The Arctic Fury
In 1854, Virginia Reeve stands in front of a Boston court, accused of the kidnapping and murder of wealthy socialite, Caprice Collins. Reeve, the leader of an all women’s expedition to the Arctic, juggles what to withhold and what to reveal about the true nature of their trip—especially the fact that only seven of the party’s twelve members returned. Suffused with a spine-tingling aura of dread, Greer Macallister’s complex, riveting historical novel The Arctic Fury includes tantalizing glimpses of nineteenth-century women’s lives.
In this deadly adventure, horror always looms just over the horizon. From the outset, surviving implies that others have not. The book’s revelations are drawn out in a chronology akin to a word problem. As various party members narrate, the past and present travel toward each other from opposite directions. The plot’s restrained tension thrums, its undercurrent hurtling the story toward the dark-edged truths that await.

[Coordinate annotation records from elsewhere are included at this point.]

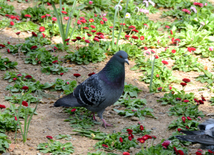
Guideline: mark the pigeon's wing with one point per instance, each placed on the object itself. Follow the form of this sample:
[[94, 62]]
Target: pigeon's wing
[[202, 139], [90, 92], [209, 123], [200, 132]]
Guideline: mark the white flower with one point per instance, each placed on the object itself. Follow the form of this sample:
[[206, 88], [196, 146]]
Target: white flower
[[147, 3], [144, 11], [127, 15], [118, 6]]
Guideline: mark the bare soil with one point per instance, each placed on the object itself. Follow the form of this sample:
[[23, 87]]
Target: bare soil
[[50, 120]]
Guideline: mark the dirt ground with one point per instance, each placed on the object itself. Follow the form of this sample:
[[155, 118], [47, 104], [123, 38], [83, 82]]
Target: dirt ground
[[50, 120]]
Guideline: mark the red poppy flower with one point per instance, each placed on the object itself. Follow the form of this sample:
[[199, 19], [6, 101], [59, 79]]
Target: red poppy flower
[[135, 37], [164, 62], [121, 139], [167, 27], [173, 51], [189, 118], [85, 28], [131, 27], [160, 89], [96, 39], [49, 137], [66, 18], [156, 56], [91, 20], [142, 38], [54, 19], [202, 97], [180, 152], [129, 130], [166, 143], [67, 39], [183, 119], [78, 38], [42, 29], [76, 74], [64, 12], [89, 34], [2, 106], [135, 30], [130, 138], [201, 102], [73, 110], [17, 33], [104, 145], [43, 16], [183, 84], [186, 80], [87, 41], [55, 61], [24, 103], [105, 19], [178, 99], [186, 101], [27, 16], [141, 140], [93, 27], [11, 23], [198, 4], [33, 47], [28, 76]]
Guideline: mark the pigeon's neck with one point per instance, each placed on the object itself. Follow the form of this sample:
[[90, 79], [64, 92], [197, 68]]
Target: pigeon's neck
[[113, 73]]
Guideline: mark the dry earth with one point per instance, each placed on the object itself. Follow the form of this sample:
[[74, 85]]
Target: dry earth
[[50, 120]]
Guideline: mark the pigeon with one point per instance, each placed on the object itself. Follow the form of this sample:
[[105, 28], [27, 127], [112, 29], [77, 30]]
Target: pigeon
[[99, 90], [204, 136]]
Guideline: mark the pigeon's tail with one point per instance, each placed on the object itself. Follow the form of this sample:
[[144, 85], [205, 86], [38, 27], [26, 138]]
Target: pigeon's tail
[[67, 101], [192, 132]]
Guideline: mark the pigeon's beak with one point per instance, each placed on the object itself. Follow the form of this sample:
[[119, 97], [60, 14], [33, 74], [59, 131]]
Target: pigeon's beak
[[127, 61]]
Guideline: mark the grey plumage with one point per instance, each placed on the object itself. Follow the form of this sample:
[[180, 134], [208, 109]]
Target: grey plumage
[[99, 90], [205, 136]]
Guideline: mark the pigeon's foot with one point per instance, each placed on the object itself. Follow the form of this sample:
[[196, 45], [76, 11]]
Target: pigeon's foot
[[106, 124]]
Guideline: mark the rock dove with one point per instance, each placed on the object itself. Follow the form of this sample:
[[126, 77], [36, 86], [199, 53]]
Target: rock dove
[[99, 90], [205, 136]]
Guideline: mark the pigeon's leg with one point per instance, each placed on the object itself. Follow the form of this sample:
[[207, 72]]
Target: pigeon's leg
[[105, 124]]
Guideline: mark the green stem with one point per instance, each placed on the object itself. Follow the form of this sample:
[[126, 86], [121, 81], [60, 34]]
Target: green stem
[[153, 64], [115, 17]]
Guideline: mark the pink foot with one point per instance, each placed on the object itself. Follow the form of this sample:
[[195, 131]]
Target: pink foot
[[105, 124]]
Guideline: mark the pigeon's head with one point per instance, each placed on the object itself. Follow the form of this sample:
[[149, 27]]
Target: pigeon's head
[[122, 57]]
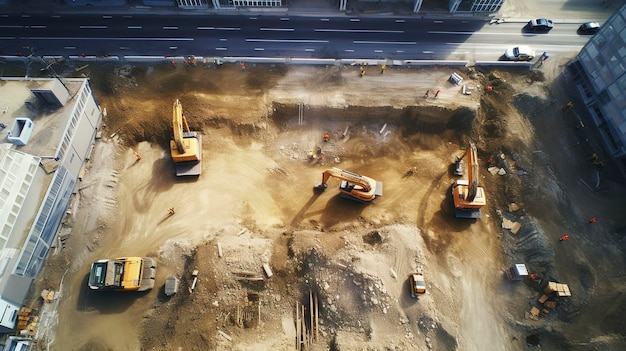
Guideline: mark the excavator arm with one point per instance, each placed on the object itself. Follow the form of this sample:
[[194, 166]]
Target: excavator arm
[[353, 186], [468, 196], [178, 122], [186, 145]]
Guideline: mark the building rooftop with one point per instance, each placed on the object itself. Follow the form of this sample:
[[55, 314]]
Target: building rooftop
[[46, 102]]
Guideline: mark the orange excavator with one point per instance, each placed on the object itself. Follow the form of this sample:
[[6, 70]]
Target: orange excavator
[[353, 186], [186, 147], [468, 197]]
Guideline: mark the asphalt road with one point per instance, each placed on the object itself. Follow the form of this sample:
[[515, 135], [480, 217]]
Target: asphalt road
[[276, 36]]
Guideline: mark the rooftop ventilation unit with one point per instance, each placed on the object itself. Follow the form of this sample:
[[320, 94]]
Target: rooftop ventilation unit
[[20, 131], [52, 94]]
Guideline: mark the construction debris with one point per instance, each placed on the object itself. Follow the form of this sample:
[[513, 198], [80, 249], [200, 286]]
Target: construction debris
[[171, 285], [47, 295], [195, 280], [558, 288], [268, 270], [224, 335]]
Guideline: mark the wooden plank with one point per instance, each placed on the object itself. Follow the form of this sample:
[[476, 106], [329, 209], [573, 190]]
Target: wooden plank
[[317, 326], [268, 270]]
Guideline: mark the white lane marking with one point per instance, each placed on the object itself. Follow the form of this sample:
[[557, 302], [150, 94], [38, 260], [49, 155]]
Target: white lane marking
[[109, 38], [385, 42], [277, 29], [358, 30], [218, 28], [287, 40]]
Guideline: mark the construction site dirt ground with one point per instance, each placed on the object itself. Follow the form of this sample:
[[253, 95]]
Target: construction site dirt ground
[[254, 204]]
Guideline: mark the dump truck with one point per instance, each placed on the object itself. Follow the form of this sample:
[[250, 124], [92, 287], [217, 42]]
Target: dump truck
[[467, 195], [123, 274]]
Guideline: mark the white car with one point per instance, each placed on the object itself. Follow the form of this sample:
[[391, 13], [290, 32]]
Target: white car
[[519, 53]]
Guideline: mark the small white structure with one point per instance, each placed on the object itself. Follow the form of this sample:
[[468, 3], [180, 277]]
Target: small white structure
[[20, 131], [455, 78]]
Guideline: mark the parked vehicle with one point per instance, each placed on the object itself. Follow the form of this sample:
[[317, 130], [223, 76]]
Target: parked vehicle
[[123, 274], [589, 28], [417, 284], [519, 53], [540, 24]]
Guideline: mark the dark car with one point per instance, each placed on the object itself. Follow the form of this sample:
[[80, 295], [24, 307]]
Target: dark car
[[540, 24], [589, 28]]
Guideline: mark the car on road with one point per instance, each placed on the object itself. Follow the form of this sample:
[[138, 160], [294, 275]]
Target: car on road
[[417, 284], [589, 28], [540, 24], [519, 53]]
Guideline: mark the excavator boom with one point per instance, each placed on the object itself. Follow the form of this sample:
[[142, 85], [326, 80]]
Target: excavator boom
[[353, 186], [186, 146], [468, 196]]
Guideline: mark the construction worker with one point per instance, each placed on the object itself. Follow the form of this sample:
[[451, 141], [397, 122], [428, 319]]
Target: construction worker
[[567, 106]]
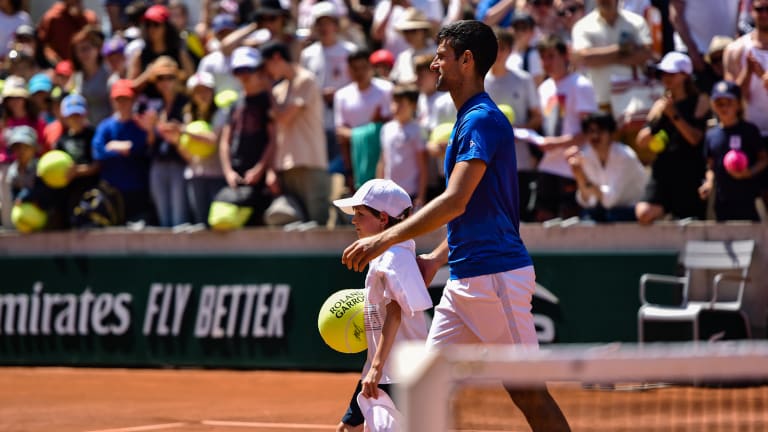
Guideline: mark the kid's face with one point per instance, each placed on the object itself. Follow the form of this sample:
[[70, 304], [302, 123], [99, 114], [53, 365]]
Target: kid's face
[[366, 224]]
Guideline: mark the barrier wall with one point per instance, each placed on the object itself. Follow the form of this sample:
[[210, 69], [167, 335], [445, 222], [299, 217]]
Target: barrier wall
[[250, 299]]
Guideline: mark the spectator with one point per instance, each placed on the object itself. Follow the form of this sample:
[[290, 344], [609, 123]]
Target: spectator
[[12, 17], [113, 52], [22, 173], [416, 31], [363, 102], [735, 189], [120, 145], [675, 130], [389, 13], [91, 74], [76, 141], [403, 150], [166, 173], [301, 159], [247, 141], [59, 24], [697, 23], [610, 177], [609, 42], [161, 39], [327, 60], [515, 88], [746, 63], [566, 98], [203, 175]]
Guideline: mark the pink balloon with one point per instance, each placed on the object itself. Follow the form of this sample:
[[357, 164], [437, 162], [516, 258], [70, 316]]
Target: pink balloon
[[735, 161]]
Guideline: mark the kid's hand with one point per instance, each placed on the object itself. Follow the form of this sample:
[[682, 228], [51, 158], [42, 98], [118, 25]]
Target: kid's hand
[[371, 383]]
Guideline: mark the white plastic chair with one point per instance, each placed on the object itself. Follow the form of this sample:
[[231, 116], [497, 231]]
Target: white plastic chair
[[730, 259]]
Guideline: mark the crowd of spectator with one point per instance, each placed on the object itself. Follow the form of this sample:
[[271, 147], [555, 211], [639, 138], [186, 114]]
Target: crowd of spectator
[[264, 111]]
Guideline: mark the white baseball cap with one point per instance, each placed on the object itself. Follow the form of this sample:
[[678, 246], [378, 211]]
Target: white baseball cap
[[379, 194], [246, 57], [675, 62], [204, 79]]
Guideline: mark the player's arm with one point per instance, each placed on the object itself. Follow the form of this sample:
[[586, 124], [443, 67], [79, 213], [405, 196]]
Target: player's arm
[[444, 208], [388, 332]]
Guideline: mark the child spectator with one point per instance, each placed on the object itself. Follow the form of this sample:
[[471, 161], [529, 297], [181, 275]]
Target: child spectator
[[610, 177], [203, 175], [735, 189], [395, 294], [120, 145], [403, 150]]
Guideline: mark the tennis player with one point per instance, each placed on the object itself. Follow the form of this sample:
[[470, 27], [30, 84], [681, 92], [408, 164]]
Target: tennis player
[[488, 296]]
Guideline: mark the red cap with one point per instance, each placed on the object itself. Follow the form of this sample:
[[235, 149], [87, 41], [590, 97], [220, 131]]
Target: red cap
[[157, 13], [122, 88], [382, 56], [65, 68]]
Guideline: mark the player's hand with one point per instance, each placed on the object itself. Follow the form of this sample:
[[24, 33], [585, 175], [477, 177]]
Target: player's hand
[[371, 383], [357, 255]]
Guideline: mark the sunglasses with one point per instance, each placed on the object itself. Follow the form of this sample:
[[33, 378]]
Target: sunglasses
[[570, 10]]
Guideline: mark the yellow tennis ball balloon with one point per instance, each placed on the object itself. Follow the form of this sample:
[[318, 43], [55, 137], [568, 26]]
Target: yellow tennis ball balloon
[[341, 321], [27, 217], [53, 168], [509, 112], [194, 146]]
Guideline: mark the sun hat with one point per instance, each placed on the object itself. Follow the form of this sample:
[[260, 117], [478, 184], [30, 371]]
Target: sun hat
[[675, 62], [379, 194], [73, 104]]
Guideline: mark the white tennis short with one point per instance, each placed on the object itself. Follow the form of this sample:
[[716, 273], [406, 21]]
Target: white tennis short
[[493, 309]]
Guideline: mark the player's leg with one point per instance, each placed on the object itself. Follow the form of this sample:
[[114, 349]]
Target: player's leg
[[515, 289], [353, 419]]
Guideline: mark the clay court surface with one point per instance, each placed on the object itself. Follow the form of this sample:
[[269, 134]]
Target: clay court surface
[[123, 400]]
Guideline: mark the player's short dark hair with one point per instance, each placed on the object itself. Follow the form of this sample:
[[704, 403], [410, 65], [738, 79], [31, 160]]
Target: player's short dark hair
[[473, 36], [359, 54], [552, 42], [406, 91], [602, 120], [273, 47]]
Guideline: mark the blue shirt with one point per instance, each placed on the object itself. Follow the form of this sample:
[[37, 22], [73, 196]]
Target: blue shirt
[[486, 238], [125, 173]]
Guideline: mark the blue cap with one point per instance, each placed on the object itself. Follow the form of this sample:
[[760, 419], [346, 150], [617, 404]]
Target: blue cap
[[223, 22], [726, 89], [40, 82], [73, 104]]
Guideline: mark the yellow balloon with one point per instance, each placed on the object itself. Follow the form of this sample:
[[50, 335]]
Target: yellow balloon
[[341, 321], [509, 112], [194, 146], [53, 168]]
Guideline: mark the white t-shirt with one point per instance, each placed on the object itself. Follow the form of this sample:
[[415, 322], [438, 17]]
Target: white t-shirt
[[707, 19], [562, 104], [329, 64], [395, 276], [622, 180], [516, 89], [593, 31], [401, 145], [354, 108], [8, 26]]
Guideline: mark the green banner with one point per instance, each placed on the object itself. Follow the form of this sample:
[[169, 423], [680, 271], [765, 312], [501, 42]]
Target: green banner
[[257, 311]]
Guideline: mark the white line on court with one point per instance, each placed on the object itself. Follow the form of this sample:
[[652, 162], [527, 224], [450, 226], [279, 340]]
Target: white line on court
[[266, 425], [144, 428]]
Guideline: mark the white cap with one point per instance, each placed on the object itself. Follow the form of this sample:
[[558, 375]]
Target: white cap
[[324, 9], [379, 194], [675, 62], [246, 57], [202, 78]]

This evocative historical reimagining spotlights the problems of the present. The ragtag band of women who form the expedition are unlikely compatriots, spanning all walks of life. All that unites them are the machinations of the explorer Lady Franklin, who is desperate to have her husband’s Arctic disappearance solved, as well as their collective inability to fit social expectations. For them, the call to adventure is irresistible. Their assemblage is a captivating window into the ways that race, class, and sexual and gender identities interact within the broad, shared social category of womanhood.
Resonant with echoes of the Donner party and final confrontations with cannibalism, The Arctic Fury is a riveting historical novel that conflates two contemporaneous events, capturing the past with gritted teeth and a pounding heart.